Nabil Karoui arrêté sur décision de justice, la chaine Nessma évoque un "kidnapping" et attaque Youssef Chahed

Ce mandat d'arrêt émane du pôle judiciaire économique et financier après la plainte déposée par I Watch.

FETHI BELAID via Getty Images

Le candidat à l’élection présidentielle Nabil Karoui a été arrêté, vendredi, après l’émission d’un mandat d’arrêt à son encontre par le pôle judiciaire économique et financier a appris le HuffPost Tunisie de source judiciaire.

Un mandat d’arrêt a également été émis contre son frère et directeur de sa campagne électorale Ghazi Karoui.

Ces mandats d’arrêt font suite à la plainte déposée par I Watch pour blanchiment d’argent et évasion fiscale. 

Selon le conseiller de Nabil Karoui, Oussema Khlifi, le candidat à l’élection présidentielle rentrait de Béjà quand “la police politique de Youssef Chahed l’a arrêté” a-t-il indiqué.

 

“Ils l’ont kidnappé et n’ont pas voulu nous dire où ils l’emmenaient. Ils nous ont dit qu’ils avaient reçu des ordres” a-t-il poursuivi. “La police de Youssef Chahed a kidnappé un candidat à l’élection présidentielle” lance-t-il sur la chaine Nessma TV.

 

De son côté un des chroniqueurs de la chaine, Amine Mtiraoui, a affirmé que des agents de police l'ont contacté il y a deux jours. "Ils m'ont dit que Youssef Chahed leur mettait la pression à travers leurs directeurs généraux et qu'il y a une volonté d'axer leur travail sur les journalistes de Nessma ainsi que sur Nabil Karoui et son frère". 
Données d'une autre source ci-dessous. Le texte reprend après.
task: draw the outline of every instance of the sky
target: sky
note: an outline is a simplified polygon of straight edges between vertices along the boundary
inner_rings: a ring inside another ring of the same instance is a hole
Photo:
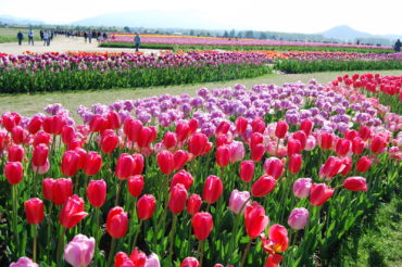
[[[401,0],[0,0],[0,15],[47,23],[141,10],[199,10],[206,20],[239,29],[314,34],[348,25],[374,35],[402,35]]]

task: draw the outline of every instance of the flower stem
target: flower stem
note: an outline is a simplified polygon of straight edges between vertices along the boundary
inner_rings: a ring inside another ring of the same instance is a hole
[[[251,241],[253,241],[252,239],[250,239],[249,243],[247,244],[247,247],[244,250],[244,254],[243,254],[243,258],[241,259],[241,265],[240,267],[243,267],[244,264],[246,264],[246,260],[247,260],[247,255],[249,254],[249,251],[250,251],[250,246],[251,246]]]

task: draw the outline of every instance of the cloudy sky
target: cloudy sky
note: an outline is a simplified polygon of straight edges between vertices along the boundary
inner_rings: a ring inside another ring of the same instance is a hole
[[[0,0],[0,15],[50,23],[140,10],[199,10],[206,20],[243,29],[310,34],[349,25],[376,35],[402,35],[401,0]]]

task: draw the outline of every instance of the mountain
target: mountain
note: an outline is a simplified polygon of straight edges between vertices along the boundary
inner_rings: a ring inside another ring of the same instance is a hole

La chaine, dont Nabil Karoui est le fondateur, affirme même que celui-ci a été “kidnappé”.

 

Contactée par le HuffPost Tunisie, la présidence du gouvernement n’a pas souhaité commenter.
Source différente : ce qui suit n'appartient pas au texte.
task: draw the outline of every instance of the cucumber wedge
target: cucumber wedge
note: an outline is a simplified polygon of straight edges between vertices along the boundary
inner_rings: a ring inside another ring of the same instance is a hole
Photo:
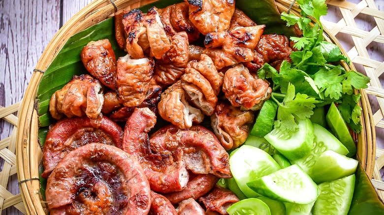
[[[275,159],[277,163],[280,165],[282,168],[288,167],[290,165],[290,162],[288,161],[285,157],[280,154],[275,154],[272,156],[272,158]]]
[[[292,134],[275,129],[264,137],[289,160],[301,158],[313,148],[312,123],[306,119],[298,121],[299,129]]]
[[[251,134],[263,137],[272,131],[277,111],[277,104],[272,99],[265,101],[260,109]]]
[[[347,215],[354,189],[354,174],[319,185],[320,195],[315,203],[314,215]]]
[[[239,188],[248,198],[261,195],[249,188],[247,186],[248,182],[280,169],[280,166],[268,153],[245,145],[231,153],[229,166]]]
[[[286,206],[284,204],[279,201],[274,200],[265,196],[260,196],[257,198],[262,201],[269,207],[271,210],[271,215],[282,215],[286,214]]]
[[[319,157],[308,175],[318,184],[330,182],[354,173],[358,164],[354,159],[326,151]]]
[[[304,158],[290,161],[291,163],[297,164],[307,173],[309,172],[318,158],[326,150],[332,150],[343,155],[348,154],[347,148],[326,129],[316,123],[313,124],[313,148]]]
[[[244,199],[231,205],[226,210],[229,215],[271,215],[271,211],[264,202],[254,198]]]
[[[242,200],[247,198],[247,196],[243,193],[243,192],[239,188],[239,186],[237,186],[237,183],[236,183],[235,179],[230,178],[227,179],[226,181],[228,185],[228,188],[233,192],[233,193],[235,193],[237,196],[237,198],[239,198],[239,199]]]
[[[286,215],[310,215],[315,202],[306,205],[284,202]]]
[[[318,186],[297,165],[292,165],[247,183],[252,189],[273,199],[301,204],[314,202]]]
[[[244,145],[252,146],[265,151],[267,153],[272,155],[275,154],[275,148],[264,137],[248,135]]]
[[[356,155],[356,145],[350,134],[348,127],[341,116],[341,114],[334,103],[331,104],[326,119],[328,125],[336,137],[348,149],[347,157],[350,158]]]

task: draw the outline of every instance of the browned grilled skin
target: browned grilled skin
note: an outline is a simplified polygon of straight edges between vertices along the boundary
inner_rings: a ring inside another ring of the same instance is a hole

Le 28 juin dernier le juge d’instruction du pôle judiciaire économique et financier a décidé le gel des avoirs et une interdiction de quitter le territoire contre Nabil et Ghazi Karoui. Ces mesures font suite à une plaine portée le 14 mars 2014 par l’ONG “I Watch” auprès du pôle judiciaire économique et financier contre les frère Karoui pour “suspicion de blanchiment d’argent” à travers des sociétés dont ils seraient propriétaires en Algérie, au Maroc et au Luxembourg.